Integrating over something else than priors #1276

ArnoVel · 2019-12-09T20:30:03Z

ArnoVel
Dec 9, 2019

Hi,

I'm currently trying to modify some code related to Heteroskedastic GPs, and want to add some MCMC component to it, to essentially circumvent some instability in the convergence process.
The dataset is quite small (1d, few thousand points at most), so performance is not a huge issue, although I want to have a somewhat efficient code.

The problem is as follows:

First estimate the noise through some homoskedastic GP
Fit a gp to the log of the noise levels.
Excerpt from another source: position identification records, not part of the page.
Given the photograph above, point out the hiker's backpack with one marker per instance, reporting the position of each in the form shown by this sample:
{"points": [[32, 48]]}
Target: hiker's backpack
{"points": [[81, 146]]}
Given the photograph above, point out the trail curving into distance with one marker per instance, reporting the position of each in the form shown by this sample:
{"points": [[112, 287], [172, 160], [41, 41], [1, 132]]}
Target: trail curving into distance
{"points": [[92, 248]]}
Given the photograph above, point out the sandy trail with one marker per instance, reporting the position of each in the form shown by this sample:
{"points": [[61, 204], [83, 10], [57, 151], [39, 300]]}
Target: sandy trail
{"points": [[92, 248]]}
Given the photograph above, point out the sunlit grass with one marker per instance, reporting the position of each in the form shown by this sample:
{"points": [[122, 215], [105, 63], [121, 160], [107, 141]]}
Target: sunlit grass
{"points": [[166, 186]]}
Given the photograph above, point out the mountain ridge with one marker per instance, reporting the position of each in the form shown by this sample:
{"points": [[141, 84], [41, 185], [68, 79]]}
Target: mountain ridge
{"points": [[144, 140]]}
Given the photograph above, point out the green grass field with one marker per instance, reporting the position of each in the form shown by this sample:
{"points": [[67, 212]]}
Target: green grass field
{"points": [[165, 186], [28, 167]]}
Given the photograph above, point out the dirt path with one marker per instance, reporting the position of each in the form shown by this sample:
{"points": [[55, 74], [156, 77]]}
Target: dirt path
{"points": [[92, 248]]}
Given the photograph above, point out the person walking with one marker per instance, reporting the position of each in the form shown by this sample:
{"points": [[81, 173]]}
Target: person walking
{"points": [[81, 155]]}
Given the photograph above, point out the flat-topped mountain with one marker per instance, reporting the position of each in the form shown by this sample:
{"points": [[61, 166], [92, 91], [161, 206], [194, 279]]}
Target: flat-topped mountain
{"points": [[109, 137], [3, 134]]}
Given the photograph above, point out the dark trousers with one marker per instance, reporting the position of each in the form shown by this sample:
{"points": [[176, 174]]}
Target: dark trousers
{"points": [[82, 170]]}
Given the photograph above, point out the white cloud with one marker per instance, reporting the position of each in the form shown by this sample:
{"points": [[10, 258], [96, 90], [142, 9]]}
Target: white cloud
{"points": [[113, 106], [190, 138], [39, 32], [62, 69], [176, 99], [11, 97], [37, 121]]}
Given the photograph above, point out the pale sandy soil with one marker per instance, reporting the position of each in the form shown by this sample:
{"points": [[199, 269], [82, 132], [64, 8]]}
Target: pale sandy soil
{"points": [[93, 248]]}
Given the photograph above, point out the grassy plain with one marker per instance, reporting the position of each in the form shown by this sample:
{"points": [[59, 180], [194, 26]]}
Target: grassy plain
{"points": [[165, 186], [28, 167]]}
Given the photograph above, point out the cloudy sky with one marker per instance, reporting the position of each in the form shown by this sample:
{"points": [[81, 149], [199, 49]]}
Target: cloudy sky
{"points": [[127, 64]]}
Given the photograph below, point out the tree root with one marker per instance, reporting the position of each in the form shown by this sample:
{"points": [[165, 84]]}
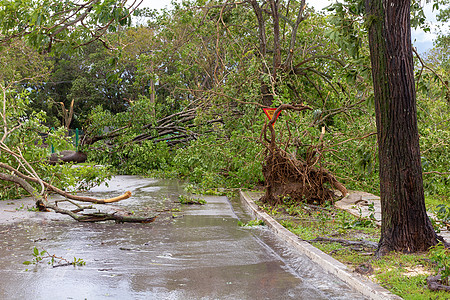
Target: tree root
{"points": [[363, 243]]}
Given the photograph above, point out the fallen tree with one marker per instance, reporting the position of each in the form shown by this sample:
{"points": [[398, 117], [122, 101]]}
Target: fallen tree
{"points": [[296, 178], [16, 138]]}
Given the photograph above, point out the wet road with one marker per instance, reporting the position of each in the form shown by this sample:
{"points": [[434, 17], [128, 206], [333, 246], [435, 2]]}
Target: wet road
{"points": [[203, 254]]}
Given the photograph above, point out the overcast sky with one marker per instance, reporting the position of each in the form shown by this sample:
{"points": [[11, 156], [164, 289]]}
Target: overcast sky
{"points": [[422, 40]]}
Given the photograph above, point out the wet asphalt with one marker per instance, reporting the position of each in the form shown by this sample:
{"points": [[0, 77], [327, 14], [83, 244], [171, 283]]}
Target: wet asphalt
{"points": [[199, 252]]}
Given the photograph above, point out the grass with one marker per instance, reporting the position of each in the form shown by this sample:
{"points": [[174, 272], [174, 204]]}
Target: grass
{"points": [[402, 274]]}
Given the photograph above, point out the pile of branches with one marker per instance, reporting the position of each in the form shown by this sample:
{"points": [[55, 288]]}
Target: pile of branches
{"points": [[27, 181], [293, 178], [177, 128]]}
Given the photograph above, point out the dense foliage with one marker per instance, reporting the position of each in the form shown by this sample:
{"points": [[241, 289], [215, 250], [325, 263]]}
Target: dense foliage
{"points": [[209, 58]]}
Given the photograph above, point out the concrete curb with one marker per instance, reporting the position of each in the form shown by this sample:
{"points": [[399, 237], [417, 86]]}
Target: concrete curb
{"points": [[356, 281]]}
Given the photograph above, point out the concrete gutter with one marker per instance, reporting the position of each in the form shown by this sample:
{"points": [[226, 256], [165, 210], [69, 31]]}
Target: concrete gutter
{"points": [[355, 280]]}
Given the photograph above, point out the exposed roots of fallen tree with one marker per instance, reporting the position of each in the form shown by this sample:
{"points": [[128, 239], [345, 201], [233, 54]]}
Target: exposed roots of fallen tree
{"points": [[298, 179]]}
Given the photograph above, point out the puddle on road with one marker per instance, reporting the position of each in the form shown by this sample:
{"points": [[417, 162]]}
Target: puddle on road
{"points": [[202, 255]]}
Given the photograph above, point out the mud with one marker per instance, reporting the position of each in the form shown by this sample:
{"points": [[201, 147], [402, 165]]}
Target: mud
{"points": [[202, 253]]}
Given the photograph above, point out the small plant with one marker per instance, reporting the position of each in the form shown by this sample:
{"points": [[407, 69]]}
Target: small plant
{"points": [[54, 260], [188, 200], [443, 214], [250, 223], [441, 258], [365, 222]]}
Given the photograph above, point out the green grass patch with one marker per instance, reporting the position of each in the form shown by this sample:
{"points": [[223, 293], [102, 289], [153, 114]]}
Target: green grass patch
{"points": [[402, 274]]}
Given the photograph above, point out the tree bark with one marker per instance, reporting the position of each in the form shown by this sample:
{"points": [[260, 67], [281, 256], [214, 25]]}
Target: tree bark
{"points": [[405, 224]]}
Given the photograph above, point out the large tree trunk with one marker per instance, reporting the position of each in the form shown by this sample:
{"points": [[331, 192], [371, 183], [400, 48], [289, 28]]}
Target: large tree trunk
{"points": [[405, 224]]}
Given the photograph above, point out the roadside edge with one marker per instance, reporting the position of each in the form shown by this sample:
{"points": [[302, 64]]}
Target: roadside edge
{"points": [[331, 265]]}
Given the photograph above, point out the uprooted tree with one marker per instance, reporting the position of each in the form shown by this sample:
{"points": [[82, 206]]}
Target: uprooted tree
{"points": [[301, 179], [15, 168]]}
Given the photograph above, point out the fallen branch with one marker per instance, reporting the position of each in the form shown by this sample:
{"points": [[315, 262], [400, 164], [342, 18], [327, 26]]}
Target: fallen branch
{"points": [[21, 179], [43, 204]]}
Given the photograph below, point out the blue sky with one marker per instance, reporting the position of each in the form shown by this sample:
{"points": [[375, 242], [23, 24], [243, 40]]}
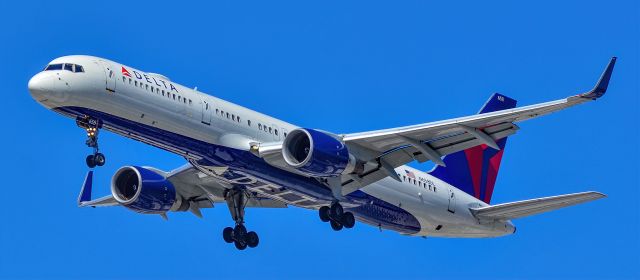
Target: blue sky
{"points": [[342, 67]]}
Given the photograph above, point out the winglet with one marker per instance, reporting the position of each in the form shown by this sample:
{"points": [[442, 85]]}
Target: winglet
{"points": [[85, 192], [601, 87]]}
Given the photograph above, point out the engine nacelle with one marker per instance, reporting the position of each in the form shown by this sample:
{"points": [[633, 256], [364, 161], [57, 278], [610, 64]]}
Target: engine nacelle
{"points": [[316, 153], [143, 190]]}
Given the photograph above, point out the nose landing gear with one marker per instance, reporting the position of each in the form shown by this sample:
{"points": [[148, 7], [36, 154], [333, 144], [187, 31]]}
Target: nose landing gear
{"points": [[337, 217], [238, 235], [92, 126]]}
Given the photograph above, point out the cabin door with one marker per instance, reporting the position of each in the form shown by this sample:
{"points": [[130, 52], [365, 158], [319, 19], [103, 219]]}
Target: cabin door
{"points": [[110, 76], [206, 112]]}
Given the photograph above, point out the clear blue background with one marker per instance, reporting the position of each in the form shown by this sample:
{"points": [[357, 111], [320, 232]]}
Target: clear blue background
{"points": [[343, 67]]}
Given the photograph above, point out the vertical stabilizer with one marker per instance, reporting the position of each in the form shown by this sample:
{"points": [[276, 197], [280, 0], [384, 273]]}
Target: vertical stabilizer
{"points": [[475, 170]]}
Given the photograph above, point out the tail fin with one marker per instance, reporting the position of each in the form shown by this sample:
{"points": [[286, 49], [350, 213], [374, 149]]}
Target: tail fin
{"points": [[474, 170]]}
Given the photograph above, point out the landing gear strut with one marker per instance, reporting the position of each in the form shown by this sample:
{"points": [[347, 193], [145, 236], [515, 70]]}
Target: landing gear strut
{"points": [[336, 216], [238, 235], [92, 126]]}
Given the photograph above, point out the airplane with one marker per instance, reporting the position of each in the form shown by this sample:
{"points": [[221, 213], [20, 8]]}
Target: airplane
{"points": [[242, 158]]}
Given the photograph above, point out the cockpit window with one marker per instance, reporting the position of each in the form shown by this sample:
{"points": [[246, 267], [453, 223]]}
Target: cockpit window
{"points": [[53, 67], [66, 66]]}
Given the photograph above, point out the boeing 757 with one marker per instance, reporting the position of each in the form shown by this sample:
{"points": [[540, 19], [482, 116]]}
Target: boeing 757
{"points": [[242, 158]]}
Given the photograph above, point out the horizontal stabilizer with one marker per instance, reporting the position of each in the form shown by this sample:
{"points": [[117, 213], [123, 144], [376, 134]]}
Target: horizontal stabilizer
{"points": [[84, 199], [519, 209]]}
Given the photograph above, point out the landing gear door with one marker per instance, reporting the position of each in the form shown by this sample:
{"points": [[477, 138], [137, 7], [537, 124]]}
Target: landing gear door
{"points": [[452, 201], [206, 112], [110, 76]]}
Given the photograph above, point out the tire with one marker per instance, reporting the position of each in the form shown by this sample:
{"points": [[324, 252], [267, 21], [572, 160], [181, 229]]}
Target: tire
{"points": [[227, 235], [337, 211], [348, 220], [252, 239], [91, 163], [240, 233], [240, 245], [324, 213], [335, 225], [99, 159]]}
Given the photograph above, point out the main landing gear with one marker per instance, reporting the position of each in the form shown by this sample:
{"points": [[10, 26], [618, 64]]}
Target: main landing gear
{"points": [[92, 126], [238, 235], [336, 216]]}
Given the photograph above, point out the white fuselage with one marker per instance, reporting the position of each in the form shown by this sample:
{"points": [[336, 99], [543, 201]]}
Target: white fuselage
{"points": [[155, 101]]}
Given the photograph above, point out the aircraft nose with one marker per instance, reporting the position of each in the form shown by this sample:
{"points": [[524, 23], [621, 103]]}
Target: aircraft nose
{"points": [[40, 86]]}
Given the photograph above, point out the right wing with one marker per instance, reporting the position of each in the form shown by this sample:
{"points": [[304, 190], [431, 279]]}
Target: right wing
{"points": [[386, 149], [519, 209]]}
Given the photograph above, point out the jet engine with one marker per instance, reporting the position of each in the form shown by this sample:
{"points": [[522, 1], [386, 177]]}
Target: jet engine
{"points": [[144, 191], [317, 153]]}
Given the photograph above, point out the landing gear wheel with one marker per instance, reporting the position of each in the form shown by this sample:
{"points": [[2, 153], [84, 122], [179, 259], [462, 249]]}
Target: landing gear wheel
{"points": [[240, 245], [99, 159], [252, 239], [335, 225], [227, 235], [348, 220], [337, 210], [324, 213], [91, 162], [239, 232]]}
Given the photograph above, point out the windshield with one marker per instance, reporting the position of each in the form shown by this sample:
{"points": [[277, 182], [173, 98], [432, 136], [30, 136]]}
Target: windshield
{"points": [[66, 66]]}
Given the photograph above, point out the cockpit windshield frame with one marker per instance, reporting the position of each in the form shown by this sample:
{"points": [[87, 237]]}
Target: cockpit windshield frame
{"points": [[75, 68]]}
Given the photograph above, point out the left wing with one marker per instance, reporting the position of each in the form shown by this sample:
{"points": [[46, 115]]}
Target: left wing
{"points": [[390, 148], [197, 188], [519, 209]]}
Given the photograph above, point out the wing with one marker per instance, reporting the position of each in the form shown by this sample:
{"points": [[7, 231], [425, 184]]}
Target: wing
{"points": [[196, 188], [390, 148], [519, 209]]}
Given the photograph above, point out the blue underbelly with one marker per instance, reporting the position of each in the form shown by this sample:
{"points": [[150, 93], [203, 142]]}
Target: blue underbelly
{"points": [[371, 210]]}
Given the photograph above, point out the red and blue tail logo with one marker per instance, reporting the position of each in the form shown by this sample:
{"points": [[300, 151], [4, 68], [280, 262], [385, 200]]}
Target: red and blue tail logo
{"points": [[475, 170]]}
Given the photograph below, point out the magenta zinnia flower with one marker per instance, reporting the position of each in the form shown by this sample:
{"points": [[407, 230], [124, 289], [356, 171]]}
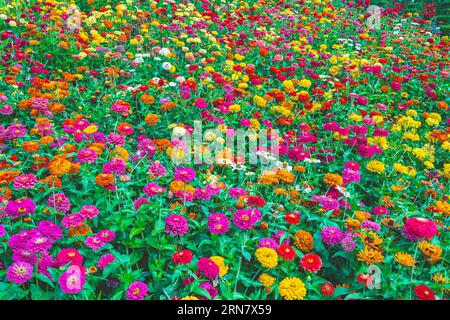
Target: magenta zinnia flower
{"points": [[176, 225], [88, 212], [72, 280], [25, 181], [19, 272], [59, 202], [94, 242], [185, 174], [87, 155], [152, 189], [20, 207], [69, 255], [218, 223], [137, 291], [245, 219], [208, 268], [331, 235], [105, 260], [419, 228]]}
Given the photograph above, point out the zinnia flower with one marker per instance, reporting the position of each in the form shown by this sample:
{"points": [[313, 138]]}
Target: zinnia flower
{"points": [[176, 225], [218, 223], [208, 268], [424, 293], [137, 291], [419, 228], [182, 257], [331, 235], [267, 257], [25, 181], [311, 262], [19, 272], [292, 289]]}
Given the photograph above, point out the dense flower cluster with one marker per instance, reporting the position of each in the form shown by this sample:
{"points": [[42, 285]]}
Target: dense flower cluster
{"points": [[102, 195]]}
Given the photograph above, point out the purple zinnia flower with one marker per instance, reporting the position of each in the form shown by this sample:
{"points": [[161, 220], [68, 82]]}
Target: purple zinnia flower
{"points": [[218, 223], [176, 225], [331, 235], [185, 174], [59, 202], [19, 272], [137, 291]]}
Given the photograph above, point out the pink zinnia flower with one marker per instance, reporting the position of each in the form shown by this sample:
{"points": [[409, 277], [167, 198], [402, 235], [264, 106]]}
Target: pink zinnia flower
{"points": [[19, 272], [331, 235], [157, 169], [152, 189], [59, 202], [185, 174], [176, 225], [88, 212], [87, 155], [69, 255], [94, 242], [137, 291], [72, 220], [106, 235], [379, 210], [245, 219], [25, 181], [72, 280], [105, 260], [20, 207], [116, 165], [419, 228], [218, 223], [208, 268]]}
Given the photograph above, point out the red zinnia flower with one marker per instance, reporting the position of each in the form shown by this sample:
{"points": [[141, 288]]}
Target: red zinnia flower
{"points": [[286, 252], [424, 293], [327, 289], [311, 262], [182, 257]]}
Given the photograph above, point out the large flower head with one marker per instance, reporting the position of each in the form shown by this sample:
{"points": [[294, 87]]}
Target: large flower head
{"points": [[176, 225]]}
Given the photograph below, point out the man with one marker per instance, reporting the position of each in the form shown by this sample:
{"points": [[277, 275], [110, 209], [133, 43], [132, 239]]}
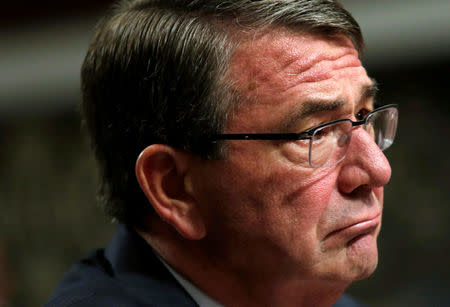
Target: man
{"points": [[239, 146]]}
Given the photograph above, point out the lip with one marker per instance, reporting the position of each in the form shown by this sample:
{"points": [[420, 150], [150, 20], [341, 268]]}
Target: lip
{"points": [[354, 230]]}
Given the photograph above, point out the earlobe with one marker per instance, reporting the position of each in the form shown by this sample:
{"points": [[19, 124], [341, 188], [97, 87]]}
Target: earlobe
{"points": [[163, 174]]}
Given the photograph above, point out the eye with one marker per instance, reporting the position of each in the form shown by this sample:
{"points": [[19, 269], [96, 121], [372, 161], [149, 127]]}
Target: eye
{"points": [[362, 114]]}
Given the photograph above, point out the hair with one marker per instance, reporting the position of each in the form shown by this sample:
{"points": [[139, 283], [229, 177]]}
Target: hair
{"points": [[155, 73]]}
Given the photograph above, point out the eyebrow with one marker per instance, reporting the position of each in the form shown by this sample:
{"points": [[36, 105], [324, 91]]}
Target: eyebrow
{"points": [[309, 108], [370, 91]]}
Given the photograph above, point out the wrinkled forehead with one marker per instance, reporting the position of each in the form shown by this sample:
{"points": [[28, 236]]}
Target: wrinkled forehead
{"points": [[281, 58]]}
This is ideally the distribution I want to sample from
Sample N points from the gp posterior for the noise at each location x, this results in a N * n_batch * 1 sample.
forward this to my heteroskedastic model who accepts a diagonal variance filled by the noise levels from my gp posterior
Obtain a joint distribution P( Y | Z, X) * P(Z|X) that I would like to integrate w.r.t Z by sampling.

However, I am relatively new with this, and I can't quite yet grasp what the gpytorch.distributions.MultivariateNormal allows me to do.

I know I can get log_prob which doesn't quite help me, unless some trick, or that pyro could naturally help me if I was currently sampling from a prior over some hyperparameter.

One solution would be to simply set this noise as a prior and let pyro do its work, but not sure how to do this yet, as it would depend conditionally on the inputs.

Anyway, to give an idea of what I'm currenly doing, you can find some sample code below!

Sample code

Here is where essentially I'd like to introduce sampling and my integration:

class myHeteroGP(SingleTaskGP):
    def __init__(self, train_x, train_y, train_y_var, internal_samples=200):
        # model given the noise.
        mean_module = gpytorch.means.ConstantMean()
        covar_module = gpytorch.kernels.ScaleKernel(gpytorch.kernels.RBFKernel())
        noise_gp_covar = gpytorch.kernels.ScaleKernel(gpytorch.kernels.RBFKernel())


        validate_input_scaling(train_X=train_x, train_Y=train_x, train_Yvar=train_y_var)
        #self._validate_tensor_args(X=train_x, Y=train_y, Yvar=train_y_var)
        #self._set_dimensions(train_X=train_x, train_Y=train_y)

        noise_likelihood = GaussianLikelihood(
            noise_prior=SmoothedBoxPrior(-3, 5, 0.5, transform=torch.log),
            #batch_shape=self._aug_batch_shape,
            noise_constraint=GreaterThan(
                MIN_INFERRED_NOISE_LEVEL, transform=None, initial_value=1.0
            ))

        noise_model = SingleTaskGP(
            train_X=train_x,
            train_Y=(train_y_var+1e-06).log(),
            likelihood=noise_likelihood,
            covar_module=noise_gp_covar
            )

        likelihood =  _GaussianLikelihoodBase(HeteroskedasticNoise(noise_model))
        super().__init__(train_X=train_x,
                         train_Y=train_y,
                         likelihood=likelihood,
                         covar_module=covar_module)


        self.to(train_x)

        self.itg_sampler = SobolQMCNormalSampler(internal_samples)
        #print(self.likelihood, self.model)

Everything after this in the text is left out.